Energie & Umwelt

Übertragungskapazität des Stromnetzes um bis zu 20% und mehr erhöhen

Wieviel Strom eine Freileitung transportieren kann hängt stark von der Temperatur ab. Bei Erwärmung dehnen sie sich aus und hängen durch, was sich negativ auf den Stromdurchsatz auswirkt. Gleichzeitig wird der zulässige Stromfluss nach der Annahme berechnet, dass die Umgebungstemperatur 35 °C beträgt. Daraus ergeben sich je nach Wetterlage Reserven, die sich aus der normierten Temperaturannahme für den Leitungsbetrieb und dem tatsächlichen Zustand der Leitung ergeben.

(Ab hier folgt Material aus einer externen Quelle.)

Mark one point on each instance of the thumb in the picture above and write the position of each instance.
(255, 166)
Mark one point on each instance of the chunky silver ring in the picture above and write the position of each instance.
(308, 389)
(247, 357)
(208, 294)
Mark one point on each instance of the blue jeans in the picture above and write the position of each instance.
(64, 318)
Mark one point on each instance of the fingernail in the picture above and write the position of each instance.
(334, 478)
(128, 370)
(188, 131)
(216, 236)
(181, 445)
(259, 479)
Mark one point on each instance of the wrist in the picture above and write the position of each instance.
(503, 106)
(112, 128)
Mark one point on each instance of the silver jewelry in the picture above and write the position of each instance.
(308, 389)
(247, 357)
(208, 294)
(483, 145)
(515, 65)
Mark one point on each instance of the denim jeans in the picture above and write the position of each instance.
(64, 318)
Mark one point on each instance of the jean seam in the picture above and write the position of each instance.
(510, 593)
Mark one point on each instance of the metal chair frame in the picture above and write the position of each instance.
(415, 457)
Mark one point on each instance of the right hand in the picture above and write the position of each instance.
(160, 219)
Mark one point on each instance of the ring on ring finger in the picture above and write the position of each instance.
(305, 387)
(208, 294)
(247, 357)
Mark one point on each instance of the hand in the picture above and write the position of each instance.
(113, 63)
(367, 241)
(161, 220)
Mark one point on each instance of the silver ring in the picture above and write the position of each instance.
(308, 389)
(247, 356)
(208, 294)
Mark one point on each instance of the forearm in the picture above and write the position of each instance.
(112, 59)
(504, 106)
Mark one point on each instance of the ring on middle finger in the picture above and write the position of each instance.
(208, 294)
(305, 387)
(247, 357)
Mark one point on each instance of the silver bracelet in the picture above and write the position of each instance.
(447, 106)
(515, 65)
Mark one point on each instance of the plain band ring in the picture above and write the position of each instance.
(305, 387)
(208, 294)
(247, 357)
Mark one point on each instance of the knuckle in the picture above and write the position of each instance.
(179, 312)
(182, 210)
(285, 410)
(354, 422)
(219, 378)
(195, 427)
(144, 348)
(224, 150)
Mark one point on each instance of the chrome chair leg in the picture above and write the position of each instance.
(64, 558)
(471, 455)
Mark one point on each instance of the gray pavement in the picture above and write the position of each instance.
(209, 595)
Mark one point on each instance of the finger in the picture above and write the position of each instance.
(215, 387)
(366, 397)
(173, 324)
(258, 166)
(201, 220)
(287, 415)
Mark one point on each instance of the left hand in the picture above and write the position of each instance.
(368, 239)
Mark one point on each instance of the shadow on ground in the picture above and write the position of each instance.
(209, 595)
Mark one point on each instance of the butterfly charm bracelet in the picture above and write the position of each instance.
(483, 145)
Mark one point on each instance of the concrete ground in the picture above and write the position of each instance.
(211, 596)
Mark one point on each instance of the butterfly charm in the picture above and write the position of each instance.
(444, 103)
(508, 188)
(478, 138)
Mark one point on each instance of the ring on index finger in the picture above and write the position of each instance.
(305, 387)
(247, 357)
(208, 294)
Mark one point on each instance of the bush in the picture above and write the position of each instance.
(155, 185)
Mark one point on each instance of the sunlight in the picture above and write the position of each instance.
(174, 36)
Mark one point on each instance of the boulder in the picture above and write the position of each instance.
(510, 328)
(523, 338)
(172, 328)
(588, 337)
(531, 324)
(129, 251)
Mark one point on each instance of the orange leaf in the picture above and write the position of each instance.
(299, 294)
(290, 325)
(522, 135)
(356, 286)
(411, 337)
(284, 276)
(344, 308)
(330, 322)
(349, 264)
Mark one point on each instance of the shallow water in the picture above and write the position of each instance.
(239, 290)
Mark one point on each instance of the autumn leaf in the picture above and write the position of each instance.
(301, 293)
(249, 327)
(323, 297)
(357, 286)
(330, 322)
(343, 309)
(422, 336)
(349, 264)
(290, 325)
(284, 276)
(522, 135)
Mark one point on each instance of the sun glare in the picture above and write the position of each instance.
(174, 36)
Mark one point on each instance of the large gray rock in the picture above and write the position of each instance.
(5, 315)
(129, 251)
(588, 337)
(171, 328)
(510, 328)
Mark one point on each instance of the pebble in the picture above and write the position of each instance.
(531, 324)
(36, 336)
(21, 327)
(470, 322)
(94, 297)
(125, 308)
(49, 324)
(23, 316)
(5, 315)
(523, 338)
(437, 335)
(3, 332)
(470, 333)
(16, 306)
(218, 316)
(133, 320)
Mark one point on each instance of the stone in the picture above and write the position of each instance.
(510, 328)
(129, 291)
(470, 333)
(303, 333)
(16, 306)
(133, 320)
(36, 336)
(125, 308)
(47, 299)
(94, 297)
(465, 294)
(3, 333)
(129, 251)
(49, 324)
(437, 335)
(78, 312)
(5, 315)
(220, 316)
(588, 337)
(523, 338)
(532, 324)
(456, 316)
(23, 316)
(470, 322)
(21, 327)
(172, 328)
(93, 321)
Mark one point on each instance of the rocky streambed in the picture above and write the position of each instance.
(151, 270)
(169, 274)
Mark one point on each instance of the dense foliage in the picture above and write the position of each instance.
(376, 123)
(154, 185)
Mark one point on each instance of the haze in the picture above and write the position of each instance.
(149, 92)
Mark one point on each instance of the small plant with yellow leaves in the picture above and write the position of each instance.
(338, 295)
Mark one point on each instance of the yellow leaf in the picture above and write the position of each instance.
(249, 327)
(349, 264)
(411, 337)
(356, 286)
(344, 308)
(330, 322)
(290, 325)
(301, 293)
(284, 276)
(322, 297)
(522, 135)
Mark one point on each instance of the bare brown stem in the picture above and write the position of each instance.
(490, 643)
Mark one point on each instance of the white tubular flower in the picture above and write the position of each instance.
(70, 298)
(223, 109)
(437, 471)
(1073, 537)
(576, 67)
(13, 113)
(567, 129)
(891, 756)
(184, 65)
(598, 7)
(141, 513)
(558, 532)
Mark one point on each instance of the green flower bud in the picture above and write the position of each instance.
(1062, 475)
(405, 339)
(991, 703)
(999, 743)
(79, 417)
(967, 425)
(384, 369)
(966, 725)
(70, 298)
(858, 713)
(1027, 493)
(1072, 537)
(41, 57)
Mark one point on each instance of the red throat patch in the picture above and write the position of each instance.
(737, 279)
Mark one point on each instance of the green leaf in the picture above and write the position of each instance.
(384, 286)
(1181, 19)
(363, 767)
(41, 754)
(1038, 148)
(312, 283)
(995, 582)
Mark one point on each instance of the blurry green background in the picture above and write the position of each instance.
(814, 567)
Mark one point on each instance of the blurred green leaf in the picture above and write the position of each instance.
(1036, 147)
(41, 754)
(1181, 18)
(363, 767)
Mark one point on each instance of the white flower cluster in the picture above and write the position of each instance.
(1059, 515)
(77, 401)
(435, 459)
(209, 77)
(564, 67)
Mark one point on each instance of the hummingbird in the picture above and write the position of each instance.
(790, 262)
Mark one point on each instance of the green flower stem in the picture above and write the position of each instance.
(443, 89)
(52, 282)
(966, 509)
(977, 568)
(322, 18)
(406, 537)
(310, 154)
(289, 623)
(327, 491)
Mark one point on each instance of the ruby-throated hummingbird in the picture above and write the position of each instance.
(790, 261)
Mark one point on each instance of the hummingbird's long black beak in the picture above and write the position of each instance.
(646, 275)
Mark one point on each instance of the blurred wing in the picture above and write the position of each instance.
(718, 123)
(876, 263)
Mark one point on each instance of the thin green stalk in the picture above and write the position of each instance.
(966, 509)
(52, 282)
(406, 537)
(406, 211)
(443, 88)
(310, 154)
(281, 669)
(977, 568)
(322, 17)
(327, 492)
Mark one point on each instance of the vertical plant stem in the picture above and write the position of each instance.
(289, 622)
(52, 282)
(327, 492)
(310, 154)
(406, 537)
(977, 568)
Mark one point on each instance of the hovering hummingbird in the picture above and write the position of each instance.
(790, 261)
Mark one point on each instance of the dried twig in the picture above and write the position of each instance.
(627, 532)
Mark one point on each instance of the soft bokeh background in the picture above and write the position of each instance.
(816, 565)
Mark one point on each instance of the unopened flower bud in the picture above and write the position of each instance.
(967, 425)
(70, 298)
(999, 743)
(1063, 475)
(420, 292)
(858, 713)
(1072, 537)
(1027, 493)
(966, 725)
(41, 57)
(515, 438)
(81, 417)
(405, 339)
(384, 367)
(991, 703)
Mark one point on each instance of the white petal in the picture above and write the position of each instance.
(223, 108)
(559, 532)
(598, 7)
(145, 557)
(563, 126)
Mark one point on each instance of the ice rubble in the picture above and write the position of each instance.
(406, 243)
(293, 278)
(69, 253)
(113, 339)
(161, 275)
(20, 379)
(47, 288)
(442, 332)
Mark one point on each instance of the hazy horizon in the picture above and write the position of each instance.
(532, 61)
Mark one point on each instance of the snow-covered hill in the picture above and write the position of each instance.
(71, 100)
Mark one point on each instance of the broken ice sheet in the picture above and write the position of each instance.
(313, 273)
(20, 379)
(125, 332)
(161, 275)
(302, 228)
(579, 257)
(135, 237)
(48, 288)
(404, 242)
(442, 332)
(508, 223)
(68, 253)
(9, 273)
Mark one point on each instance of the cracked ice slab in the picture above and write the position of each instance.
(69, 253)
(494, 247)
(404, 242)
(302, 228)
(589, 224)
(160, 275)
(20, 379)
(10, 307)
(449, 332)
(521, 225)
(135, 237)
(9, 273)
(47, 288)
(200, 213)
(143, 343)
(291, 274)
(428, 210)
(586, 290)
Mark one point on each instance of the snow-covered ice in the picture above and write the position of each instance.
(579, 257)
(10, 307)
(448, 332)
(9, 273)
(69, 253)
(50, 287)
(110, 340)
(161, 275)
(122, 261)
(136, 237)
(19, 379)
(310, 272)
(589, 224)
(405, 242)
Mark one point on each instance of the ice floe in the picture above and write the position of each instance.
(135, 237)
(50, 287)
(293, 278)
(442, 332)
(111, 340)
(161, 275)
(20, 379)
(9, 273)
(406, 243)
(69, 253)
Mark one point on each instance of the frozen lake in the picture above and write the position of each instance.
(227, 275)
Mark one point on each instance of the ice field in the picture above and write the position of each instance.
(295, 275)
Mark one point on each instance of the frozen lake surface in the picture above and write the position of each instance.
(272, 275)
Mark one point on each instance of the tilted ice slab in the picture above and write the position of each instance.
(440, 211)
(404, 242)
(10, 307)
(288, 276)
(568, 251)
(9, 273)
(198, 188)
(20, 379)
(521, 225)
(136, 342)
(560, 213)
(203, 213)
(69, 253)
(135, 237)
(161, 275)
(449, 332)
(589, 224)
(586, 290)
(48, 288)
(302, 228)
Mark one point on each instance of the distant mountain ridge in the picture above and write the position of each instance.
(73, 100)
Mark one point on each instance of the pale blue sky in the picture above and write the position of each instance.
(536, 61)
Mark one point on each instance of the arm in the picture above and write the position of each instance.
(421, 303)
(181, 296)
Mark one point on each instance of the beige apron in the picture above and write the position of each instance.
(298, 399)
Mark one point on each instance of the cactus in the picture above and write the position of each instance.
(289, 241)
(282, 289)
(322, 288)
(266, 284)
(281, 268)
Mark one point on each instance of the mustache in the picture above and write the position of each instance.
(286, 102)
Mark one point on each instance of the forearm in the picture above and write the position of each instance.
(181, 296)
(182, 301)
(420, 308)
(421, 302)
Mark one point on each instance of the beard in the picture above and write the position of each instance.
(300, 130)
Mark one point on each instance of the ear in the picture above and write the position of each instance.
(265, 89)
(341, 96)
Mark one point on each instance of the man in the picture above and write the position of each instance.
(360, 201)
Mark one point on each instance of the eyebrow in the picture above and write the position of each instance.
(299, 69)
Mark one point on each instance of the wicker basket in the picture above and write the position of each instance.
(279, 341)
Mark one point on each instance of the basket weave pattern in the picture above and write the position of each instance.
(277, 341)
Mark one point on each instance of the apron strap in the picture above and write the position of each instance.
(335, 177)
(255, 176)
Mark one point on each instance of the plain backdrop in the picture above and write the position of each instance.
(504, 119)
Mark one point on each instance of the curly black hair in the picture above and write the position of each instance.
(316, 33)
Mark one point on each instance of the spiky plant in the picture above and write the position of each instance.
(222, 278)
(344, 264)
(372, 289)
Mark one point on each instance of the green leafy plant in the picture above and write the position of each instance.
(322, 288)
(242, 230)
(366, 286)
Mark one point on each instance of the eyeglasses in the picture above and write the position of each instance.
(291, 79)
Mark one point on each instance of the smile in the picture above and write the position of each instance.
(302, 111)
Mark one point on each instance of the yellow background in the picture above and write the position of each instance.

Bei günstigen Wetterlagen können die Übertragungskapazitäten um bis zu 20 Prozent und mehr erhöht werden. Netzbetreiber setzen daher bereits verschiedene Verfahren des Freileitungs-Monitoring ein, um die Netzkapazitäten kurzfristig zu erhöhen. Die Übertragungsnetzbetreiber Amprion und envia Verteilnetz testen derzeit ein neuartiges energieautarkes Sensornetzwerk zur Überwachung von 110-kV- und 380-kV-Leitungen. Es wird im Projekt „ASTROSE“ gemeinsam mit den Fraunhofer-Instituten für Zuverlässigkeit und Mikrointegration IZM in Berlin und das für Elektronische Nanosysteme ENAS in Chemnitz sowie weiteren Forschungs- und Industriepartnern entwickelt. Das energieautarke Sensornetzwerk ist einfach nachrüstbar und benötigt keine zusätzliche Infrastruktur. Die Sensorknoten werden in Abständen von rund 500 Metern am Leiterseil angebracht und messen unter anderem den Neigungswinkel des Seils, den Stromfluss, die Temperatur und die Windbewegungen. Die Messwerte werden dann von einem Sensorknoten zum nächsten bis an das nächste Umspannwerk gefunkt und dort in das zentrale Überwachungs- und Steuerungssystem der Netzbetreiber eingespeist. Die notwendige Energie beziehen die Sensorknoten dabei aus dem elektrischen Feld, das die Leiterseile umgibt. Das ASTROSE-Sensornetz hilft somit, die Kapazitäten von Stromleitungen besser auszunutzen, sowie auch gefährliche Leitungsdurchhänge zu melden, wie sie im Winter durch Eisbildung entstehen können.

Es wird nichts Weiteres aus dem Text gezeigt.